Bugs found in the guts of humans, which play an important part in people's metabolic makeup, have been transplanted into mice to further understanding of the human and animal metabolic system, reveals a new study in the journal Molecular Systems Biology.
Bugs in the gut are known as gut microbes and they live symbiotically in human and animal bodies. The new study involved understanding the major role that gut microbes have in determining how the body absorbs fat and digests fibre, and their effects on metabolic pathways in the body. The researchers, from Imperial College London and Nestlé Research Center, Lausanne, Switzerland, found that microbes affect the way fats are absorbed and metabolised, by affecting bile acids. Bile acids are made by the liver to allow emulsification of fats in the upper gut. The researchers found that gut microbes can change how effective this emulsification process is because they metabolise bile acids.
The bile acids are also hormonal regulators which change the way fat is processed in the liver, so changes made by gut microbes to bile acid metabolism can affect this internal process.
The scientists also explored how microbes break down fibre in the lower gut. Certain microbes allow dietary fibre to be digested and the more effective these microbes are, the more calories are absorbed from the diet.
Different people have different types of gut microbes living inside them and abnormalities in some types have recently been linked to diseases such as diabetes and obesity. The scientists believe that transplanting the bugs found in humans into mice will enable better understanding of gut microbes' effects, good and bad, and help them to develop better treatments (including probiotics and functional foods) for a wide range of conditions.

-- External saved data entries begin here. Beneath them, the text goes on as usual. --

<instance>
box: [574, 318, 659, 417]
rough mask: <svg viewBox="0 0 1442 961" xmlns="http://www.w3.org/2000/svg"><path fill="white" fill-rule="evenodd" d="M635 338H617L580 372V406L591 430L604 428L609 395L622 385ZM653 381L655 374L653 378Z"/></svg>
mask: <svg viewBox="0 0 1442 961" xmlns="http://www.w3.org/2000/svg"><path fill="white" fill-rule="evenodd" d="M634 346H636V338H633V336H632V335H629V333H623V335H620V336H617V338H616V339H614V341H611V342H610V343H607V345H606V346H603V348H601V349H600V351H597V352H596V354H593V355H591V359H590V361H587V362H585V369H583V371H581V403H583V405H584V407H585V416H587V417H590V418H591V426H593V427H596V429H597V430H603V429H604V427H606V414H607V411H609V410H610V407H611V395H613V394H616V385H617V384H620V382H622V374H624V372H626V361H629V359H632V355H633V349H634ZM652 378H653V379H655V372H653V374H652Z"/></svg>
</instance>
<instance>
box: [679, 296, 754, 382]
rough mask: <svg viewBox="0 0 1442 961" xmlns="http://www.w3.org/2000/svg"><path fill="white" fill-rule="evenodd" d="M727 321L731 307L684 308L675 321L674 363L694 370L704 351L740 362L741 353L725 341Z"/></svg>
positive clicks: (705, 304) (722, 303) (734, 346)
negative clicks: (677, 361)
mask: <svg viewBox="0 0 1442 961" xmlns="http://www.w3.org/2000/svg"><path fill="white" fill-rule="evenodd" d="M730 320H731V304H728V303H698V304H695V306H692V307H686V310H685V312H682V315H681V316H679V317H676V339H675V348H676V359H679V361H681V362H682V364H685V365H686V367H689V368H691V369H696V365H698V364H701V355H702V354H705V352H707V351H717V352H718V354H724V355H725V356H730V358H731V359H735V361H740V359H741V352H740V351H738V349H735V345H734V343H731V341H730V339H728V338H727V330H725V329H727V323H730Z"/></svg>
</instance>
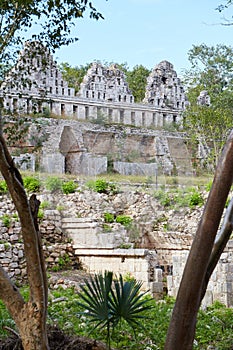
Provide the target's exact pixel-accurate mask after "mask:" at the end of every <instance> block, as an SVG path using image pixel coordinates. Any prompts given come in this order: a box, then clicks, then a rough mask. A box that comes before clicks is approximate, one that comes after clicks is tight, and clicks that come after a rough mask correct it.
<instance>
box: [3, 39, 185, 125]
mask: <svg viewBox="0 0 233 350" xmlns="http://www.w3.org/2000/svg"><path fill="white" fill-rule="evenodd" d="M33 52H35V53H33ZM42 52H43V55H42ZM0 93H1V94H2V95H3V96H4V107H5V109H6V110H10V111H13V112H14V111H18V112H20V111H21V112H27V113H32V112H41V111H43V110H44V109H49V110H50V112H51V113H54V114H56V115H62V116H67V117H72V118H73V119H75V120H92V119H96V118H97V117H98V115H103V116H105V117H106V118H107V120H108V121H109V122H110V123H120V124H127V125H128V124H130V125H134V126H145V127H148V126H155V127H163V126H164V125H165V124H166V123H173V122H176V121H178V120H180V119H181V112H182V111H183V110H184V108H185V94H184V90H183V87H182V86H181V83H180V80H179V78H177V74H176V72H175V71H174V69H173V65H172V64H171V63H169V62H167V61H163V62H161V63H160V64H158V65H157V66H156V67H155V69H154V70H153V71H152V73H151V75H150V76H149V78H148V85H147V91H146V96H145V99H144V101H143V103H141V104H136V103H134V97H133V95H132V93H131V91H130V90H129V87H128V84H127V82H126V79H125V75H124V73H123V72H122V71H121V70H120V69H118V68H117V66H116V65H112V66H110V67H108V68H106V67H104V66H102V65H101V64H99V63H93V65H92V66H91V68H90V69H89V70H88V72H87V74H86V76H85V77H84V80H83V82H82V84H81V87H80V91H79V92H78V93H77V95H75V91H74V89H73V88H70V87H68V84H67V82H66V81H64V79H63V78H62V75H61V72H60V71H59V69H58V67H57V64H56V62H55V61H54V60H53V57H52V55H51V54H50V53H49V51H48V50H46V49H45V48H43V46H41V45H40V44H39V43H26V44H25V47H24V50H23V51H22V52H21V54H20V58H19V60H18V62H17V64H16V66H15V68H14V69H13V70H12V71H11V73H10V74H9V75H8V77H7V79H6V80H5V82H4V84H3V85H2V87H1V91H0Z"/></svg>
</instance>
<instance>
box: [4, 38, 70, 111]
mask: <svg viewBox="0 0 233 350" xmlns="http://www.w3.org/2000/svg"><path fill="white" fill-rule="evenodd" d="M33 50H36V52H38V53H35V54H32V51H33ZM1 90H2V93H3V95H4V106H5V108H6V109H7V110H10V111H13V112H14V111H23V112H26V113H28V114H30V113H32V112H42V109H43V107H44V106H45V100H46V104H47V105H48V104H49V108H50V110H51V111H52V110H53V105H52V104H53V102H52V100H53V99H52V97H53V96H54V97H56V96H60V98H61V100H62V97H63V96H70V97H74V89H73V88H69V87H68V84H67V82H66V81H64V80H63V78H62V74H61V72H60V71H59V69H58V67H57V64H56V62H55V61H54V60H53V57H52V55H51V54H50V52H49V50H45V48H44V47H43V46H41V45H40V44H39V43H34V45H33V44H32V43H26V44H25V46H24V50H23V51H22V52H21V53H20V58H19V60H18V62H17V63H16V66H15V67H14V68H13V69H12V70H11V72H10V74H9V75H8V77H7V78H6V80H5V82H4V83H3V85H2V89H1ZM62 106H63V104H61V114H62V110H63V107H62Z"/></svg>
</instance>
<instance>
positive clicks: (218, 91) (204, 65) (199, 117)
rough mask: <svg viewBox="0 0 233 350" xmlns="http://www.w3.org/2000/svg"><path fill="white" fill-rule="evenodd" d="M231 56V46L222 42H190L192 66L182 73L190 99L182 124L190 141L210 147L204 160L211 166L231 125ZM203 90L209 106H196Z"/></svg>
mask: <svg viewBox="0 0 233 350" xmlns="http://www.w3.org/2000/svg"><path fill="white" fill-rule="evenodd" d="M232 55H233V48H232V47H230V46H226V45H223V44H218V45H216V46H210V47H208V46H207V45H205V44H201V45H193V47H192V49H191V50H190V51H189V61H190V62H191V65H192V68H191V69H190V71H187V72H186V75H185V76H184V82H185V84H186V90H187V95H188V100H189V102H190V105H189V106H187V108H186V111H185V113H184V117H185V125H184V127H185V129H186V131H187V133H188V134H189V136H190V139H191V141H192V144H195V142H197V143H198V142H200V141H201V143H202V145H203V146H204V148H205V150H208V149H211V152H210V153H209V154H208V158H207V159H206V161H207V162H208V163H210V164H211V165H212V166H215V165H216V164H217V161H218V157H219V155H220V153H221V149H222V147H223V144H224V142H225V140H226V138H227V135H228V133H229V129H231V127H232V112H233V94H232V91H233V62H232ZM203 90H206V91H207V92H208V95H209V96H210V105H209V106H208V105H197V97H198V96H199V94H200V92H201V91H203ZM213 121H214V122H213ZM195 152H196V151H195ZM196 164H197V165H198V162H197V163H196Z"/></svg>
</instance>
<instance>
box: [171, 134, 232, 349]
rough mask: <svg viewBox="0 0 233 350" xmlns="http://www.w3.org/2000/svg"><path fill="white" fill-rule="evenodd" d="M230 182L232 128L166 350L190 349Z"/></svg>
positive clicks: (185, 266) (184, 286)
mask: <svg viewBox="0 0 233 350" xmlns="http://www.w3.org/2000/svg"><path fill="white" fill-rule="evenodd" d="M232 181H233V130H232V132H231V133H230V136H229V138H228V140H227V143H226V145H225V147H224V150H223V152H222V155H221V157H220V160H219V163H218V166H217V169H216V172H215V177H214V181H213V185H212V188H211V191H210V193H209V197H208V200H207V203H206V205H205V208H204V211H203V215H202V218H201V221H200V223H199V226H198V229H197V232H196V236H195V238H194V240H193V244H192V247H191V250H190V253H189V256H188V260H187V262H186V266H185V269H184V272H183V276H182V280H181V284H180V288H179V291H178V295H177V299H176V303H175V306H174V310H173V314H172V318H171V322H170V325H169V329H168V333H167V339H166V344H165V350H191V349H192V345H193V340H194V336H195V329H196V320H197V312H198V309H199V307H200V303H201V299H202V296H203V292H204V291H205V290H206V287H207V284H206V285H205V281H206V280H205V279H206V275H207V268H208V266H209V262H210V257H211V253H212V250H213V246H214V241H215V237H216V234H217V231H218V227H219V224H220V220H221V217H222V213H223V210H224V207H225V203H226V200H227V197H228V194H229V191H230V188H231V185H232ZM225 244H226V242H225ZM221 249H222V248H221ZM211 272H212V271H211Z"/></svg>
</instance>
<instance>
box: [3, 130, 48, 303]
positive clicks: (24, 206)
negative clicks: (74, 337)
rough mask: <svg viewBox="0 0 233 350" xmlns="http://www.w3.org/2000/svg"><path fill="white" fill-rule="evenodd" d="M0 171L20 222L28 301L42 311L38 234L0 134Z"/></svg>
mask: <svg viewBox="0 0 233 350" xmlns="http://www.w3.org/2000/svg"><path fill="white" fill-rule="evenodd" d="M0 171H1V173H2V175H3V177H4V179H5V181H6V183H7V186H8V189H9V192H10V194H11V197H12V200H13V202H14V204H15V207H16V210H17V212H18V214H19V218H20V222H21V228H22V235H23V240H24V251H25V258H26V262H27V273H28V281H29V286H30V299H31V301H32V302H34V303H36V304H37V305H38V307H39V309H42V308H43V307H44V306H45V304H46V299H47V297H46V295H45V290H44V289H45V288H44V287H45V285H46V281H45V280H44V279H45V275H44V273H43V267H42V266H43V265H44V261H43V259H42V255H41V253H40V244H39V237H38V232H37V230H36V228H35V224H34V220H33V217H32V213H31V208H30V204H29V201H28V199H27V195H26V192H25V190H24V187H23V183H22V178H21V175H20V173H19V171H18V169H17V168H16V167H15V166H14V162H13V159H12V157H11V155H10V153H9V151H8V149H7V146H6V143H5V140H4V138H3V136H2V135H1V134H0ZM42 306H43V307H42Z"/></svg>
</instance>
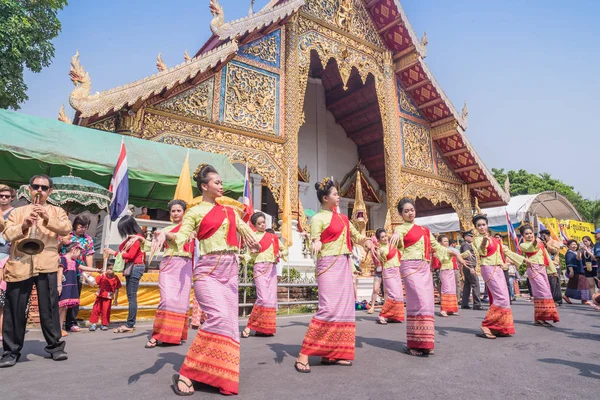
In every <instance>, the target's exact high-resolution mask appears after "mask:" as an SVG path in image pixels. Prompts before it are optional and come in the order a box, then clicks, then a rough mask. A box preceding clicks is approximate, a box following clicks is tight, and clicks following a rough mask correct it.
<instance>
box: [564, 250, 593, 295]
mask: <svg viewBox="0 0 600 400" xmlns="http://www.w3.org/2000/svg"><path fill="white" fill-rule="evenodd" d="M567 247H568V248H569V250H568V251H567V254H565V264H566V266H567V273H568V276H569V282H567V290H566V291H565V294H564V296H563V300H564V301H566V302H567V303H569V304H573V303H572V302H571V299H578V300H581V304H590V300H591V298H592V296H591V293H590V286H589V285H588V281H587V279H586V277H585V269H584V267H583V265H582V262H581V259H582V254H581V253H582V252H581V251H578V250H579V245H578V244H577V242H576V241H575V240H569V241H568V242H567Z"/></svg>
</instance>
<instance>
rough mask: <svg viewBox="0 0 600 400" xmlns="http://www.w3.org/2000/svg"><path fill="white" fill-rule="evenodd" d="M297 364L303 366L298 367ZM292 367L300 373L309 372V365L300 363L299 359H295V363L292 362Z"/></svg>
mask: <svg viewBox="0 0 600 400" xmlns="http://www.w3.org/2000/svg"><path fill="white" fill-rule="evenodd" d="M298 364H300V365H302V366H303V367H304V368H298ZM294 368H296V371H298V372H300V373H301V374H309V373H310V366H309V365H308V363H306V364H304V363H301V362H300V361H298V360H296V364H294Z"/></svg>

Professor Jeremy Nicholson, one of the lead authors of the paper from the Department of Biomolecular Medicine at Imperial College London, said: "Humans carry around 1.5kg of bacteria inside of us -- that's the same sort of weight as your liver, so they have a big metabolic effect on our bodies. By transplanting human gut microbes into mice, scientists from Nestlé Research Center, Lausanne were able to make them partially human from a metabolic point of view, because we made their biochemistry more like ours. This makes studies on mice much more relevant to human problems.
"We found that the humanised mice had very different metabolic profiles to normal mice with respect to the metabolism of fats and in future we might be able to modify their metabolism using probiotics, like those found in some natural yoghurts. This gives us a new way of studying the beneficial effects of probiotics and functional foods and understanding what they do to our "friendly" bacteria. Our new approach allows us to explore which bugs are doing what in metabolic terms, to identify which bugs which might be causing chronic health problems, and investigate what effects different foods and probiotics can have on improving overall health," he added.